I was roundly accused of class prejudice when I mentioned this. My friend reduced my anxiety (versus his) to mere jealousy. I am jealous—I admit it. If I had the money I’d buy myself a small fiefdom and hide from the world, insofar as one is able to in these changing times.

Robert D. Kaplan’s book, “An Empire of Wilderness: Travels Into America’s Future,” aptly provides examples of what happened to the Oklahoma Panhandle and parts of southwestern Kansas, notably Dodge City and Garden City, when packing plants imported thousands of foreign nationals, both Asian and Mexican. Kaplan’s sobering analysis is mirrored in Stephen Bloom’s “Postville: A Clash of Cultures in the Heartland,” though his portrayal of conflict lies between white farmers and Hasidic Jews. Since there’s a dearth of packing plants in these parts, such invasions are a long shot, regardless of my friend’s worries. But the future will be very different, that’s for sure.

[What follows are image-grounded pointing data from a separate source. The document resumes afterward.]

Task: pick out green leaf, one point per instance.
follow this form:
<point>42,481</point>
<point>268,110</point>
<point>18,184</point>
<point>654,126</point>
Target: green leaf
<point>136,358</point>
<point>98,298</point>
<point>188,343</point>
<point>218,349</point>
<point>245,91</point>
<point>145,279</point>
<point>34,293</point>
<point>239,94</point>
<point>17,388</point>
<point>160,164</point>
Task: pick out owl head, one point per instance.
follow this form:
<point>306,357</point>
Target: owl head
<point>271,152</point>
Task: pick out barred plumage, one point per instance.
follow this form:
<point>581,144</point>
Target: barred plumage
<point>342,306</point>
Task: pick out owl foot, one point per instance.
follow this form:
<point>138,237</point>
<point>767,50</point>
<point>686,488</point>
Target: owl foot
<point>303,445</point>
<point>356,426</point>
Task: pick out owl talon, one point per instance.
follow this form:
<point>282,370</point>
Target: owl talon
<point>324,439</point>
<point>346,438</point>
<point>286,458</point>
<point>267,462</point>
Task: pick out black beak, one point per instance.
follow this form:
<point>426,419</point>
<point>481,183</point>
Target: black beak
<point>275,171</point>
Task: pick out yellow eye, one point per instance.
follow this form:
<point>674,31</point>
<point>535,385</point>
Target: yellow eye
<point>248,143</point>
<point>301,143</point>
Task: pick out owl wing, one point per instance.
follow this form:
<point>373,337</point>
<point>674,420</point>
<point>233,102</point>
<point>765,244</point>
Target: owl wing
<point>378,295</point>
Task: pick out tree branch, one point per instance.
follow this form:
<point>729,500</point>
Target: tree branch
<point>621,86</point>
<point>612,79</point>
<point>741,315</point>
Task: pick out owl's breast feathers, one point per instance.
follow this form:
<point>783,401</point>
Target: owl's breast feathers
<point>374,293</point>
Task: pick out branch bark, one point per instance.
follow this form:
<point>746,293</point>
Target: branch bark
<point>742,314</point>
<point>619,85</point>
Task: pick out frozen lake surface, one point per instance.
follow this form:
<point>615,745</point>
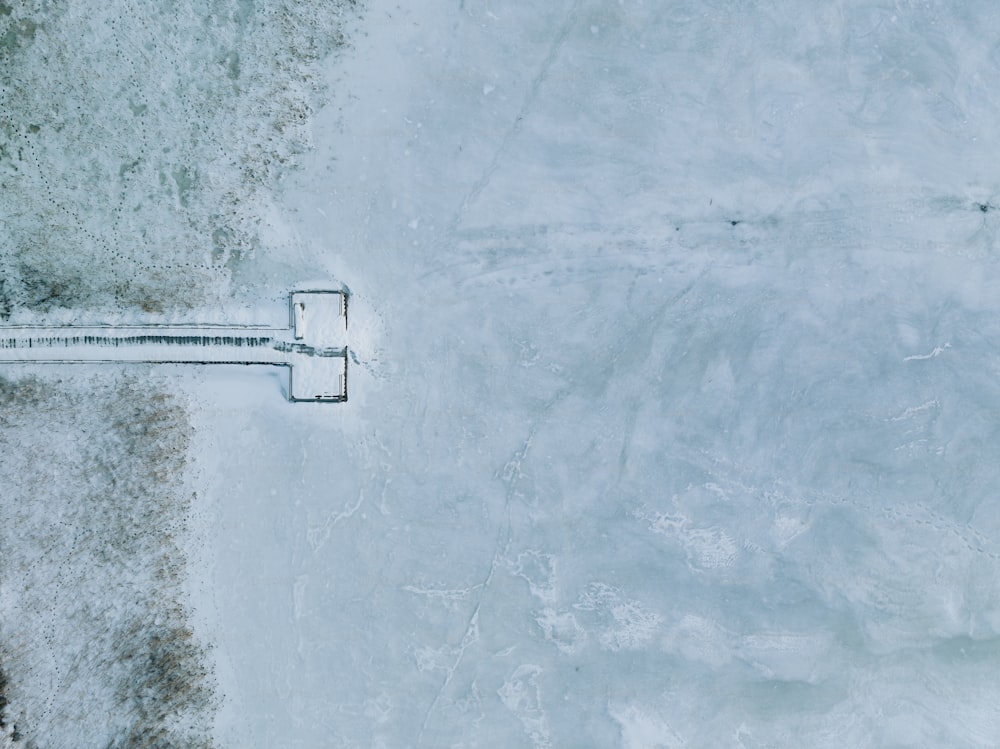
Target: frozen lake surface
<point>673,385</point>
<point>678,383</point>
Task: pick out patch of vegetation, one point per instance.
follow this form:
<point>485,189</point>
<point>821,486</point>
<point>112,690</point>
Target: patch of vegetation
<point>96,645</point>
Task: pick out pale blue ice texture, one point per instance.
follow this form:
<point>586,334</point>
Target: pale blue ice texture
<point>676,421</point>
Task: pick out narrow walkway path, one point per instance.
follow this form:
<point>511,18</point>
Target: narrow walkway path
<point>313,346</point>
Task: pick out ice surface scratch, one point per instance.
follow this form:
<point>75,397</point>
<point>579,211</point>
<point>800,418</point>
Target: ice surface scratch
<point>529,99</point>
<point>938,350</point>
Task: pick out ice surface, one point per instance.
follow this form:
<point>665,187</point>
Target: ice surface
<point>674,392</point>
<point>650,447</point>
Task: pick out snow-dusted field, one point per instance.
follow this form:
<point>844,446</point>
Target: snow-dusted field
<point>675,387</point>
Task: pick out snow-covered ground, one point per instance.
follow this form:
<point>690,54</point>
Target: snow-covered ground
<point>675,388</point>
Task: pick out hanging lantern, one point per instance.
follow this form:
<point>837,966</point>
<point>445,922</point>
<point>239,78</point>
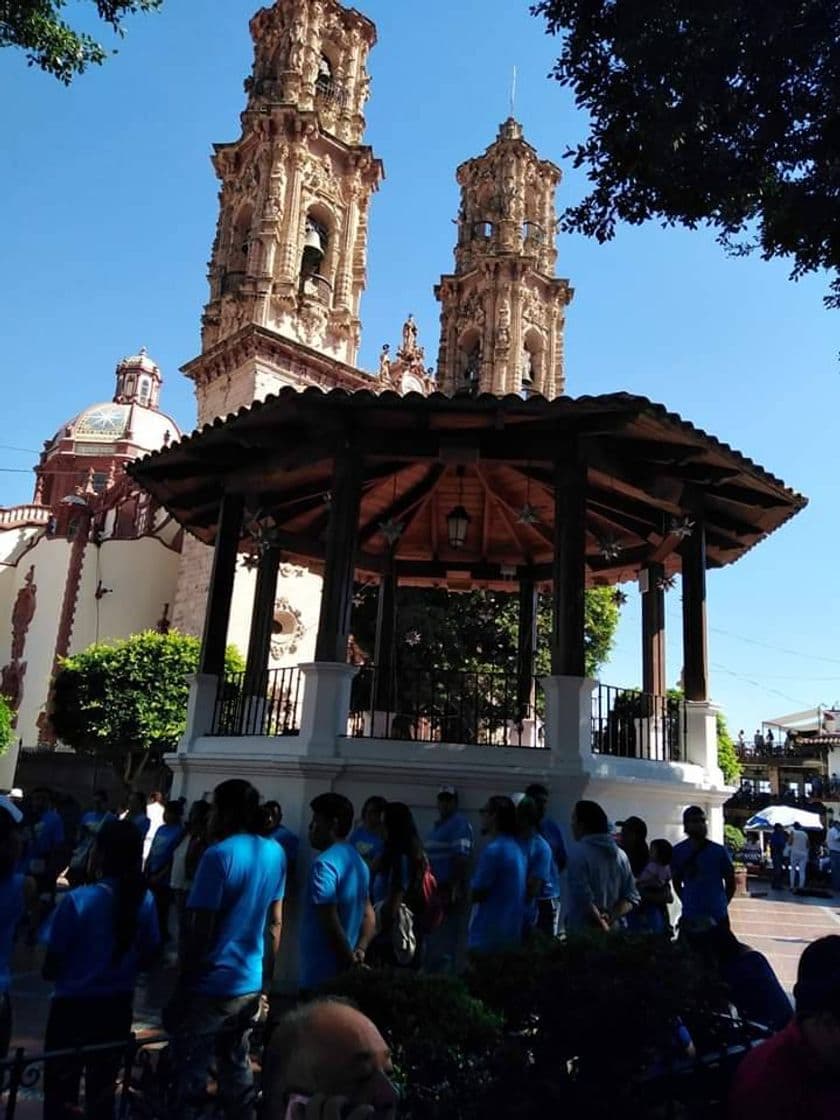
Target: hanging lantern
<point>457,523</point>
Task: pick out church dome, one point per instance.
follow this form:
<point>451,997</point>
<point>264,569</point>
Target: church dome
<point>131,417</point>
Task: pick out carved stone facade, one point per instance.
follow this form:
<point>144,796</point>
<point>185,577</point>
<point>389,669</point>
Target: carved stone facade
<point>291,241</point>
<point>503,310</point>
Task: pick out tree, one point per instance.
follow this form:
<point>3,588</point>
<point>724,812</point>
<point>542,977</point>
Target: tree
<point>727,755</point>
<point>53,45</point>
<point>7,727</point>
<point>477,630</point>
<point>127,701</point>
<point>724,113</point>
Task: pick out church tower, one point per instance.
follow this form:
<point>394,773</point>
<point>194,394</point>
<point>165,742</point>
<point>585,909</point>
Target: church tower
<point>289,257</point>
<point>503,309</point>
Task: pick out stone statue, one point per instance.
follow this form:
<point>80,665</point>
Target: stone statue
<point>409,336</point>
<point>385,363</point>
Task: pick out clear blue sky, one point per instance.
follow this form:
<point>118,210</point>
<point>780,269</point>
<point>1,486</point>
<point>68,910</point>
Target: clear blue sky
<point>109,204</point>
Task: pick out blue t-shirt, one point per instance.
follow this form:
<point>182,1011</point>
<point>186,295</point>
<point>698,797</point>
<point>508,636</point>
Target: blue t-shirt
<point>289,842</point>
<point>11,911</point>
<point>538,866</point>
<point>700,877</point>
<point>496,922</point>
<point>238,878</point>
<point>338,877</point>
<point>47,834</point>
<point>162,848</point>
<point>81,934</point>
<point>369,845</point>
<point>448,839</point>
<point>553,833</point>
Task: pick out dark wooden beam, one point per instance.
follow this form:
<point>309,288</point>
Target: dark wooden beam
<point>568,640</point>
<point>409,502</point>
<point>214,641</point>
<point>338,562</point>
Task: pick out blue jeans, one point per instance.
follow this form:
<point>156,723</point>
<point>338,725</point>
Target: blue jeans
<point>213,1029</point>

I certainly have no answers, nor can I offer assurances to my friend. Or to myself. I can only relate that the scenes we saw while vacationing in southern New Mexico and Texas—INS roadblocks, National Guard convoys, dirigibles hanging in the sky like bloated vultures, and an overriding sense of fear and loathing—have no place in the United States as envisioned by the founders.

While my friend girds to keep Kansas white, I have my own changes to occupy me. Last week a friend asked if he could plant alfalfa in our little acre field. Since this was what we had long sought, the request should have been welcome. Though I told him yes, when I went home I found myself walking across the grassy patch between our home and the trees bordering the road. I thought of it being plowed under, and found myself sinking into a dark place.

Behind me stood a small copse of trees, some knee-high, some taller than myself. It marks the boundaries of where our garden once was, forty feet by eighty, now left to the wild. The first year’s succession from weeds to trees was rapid, and now we have what amounts to a forest between our property and that of our neighbor. A wall.

I wanted to ask him to plow all the way to the road, to extend that wall against the encroachment of future development. And I didn’t. It sounded silly and somehow xenophobic and I didn’t think he’d understand.

My wife, and my experience, has taught me adaptation. But sometimes I feel unprepared and afraid, and wish like a child that things could stay the same. Standing in my field near the grave of our rabbit, I closed my eyes and said, Please, no.

If the future heard, it made no reply.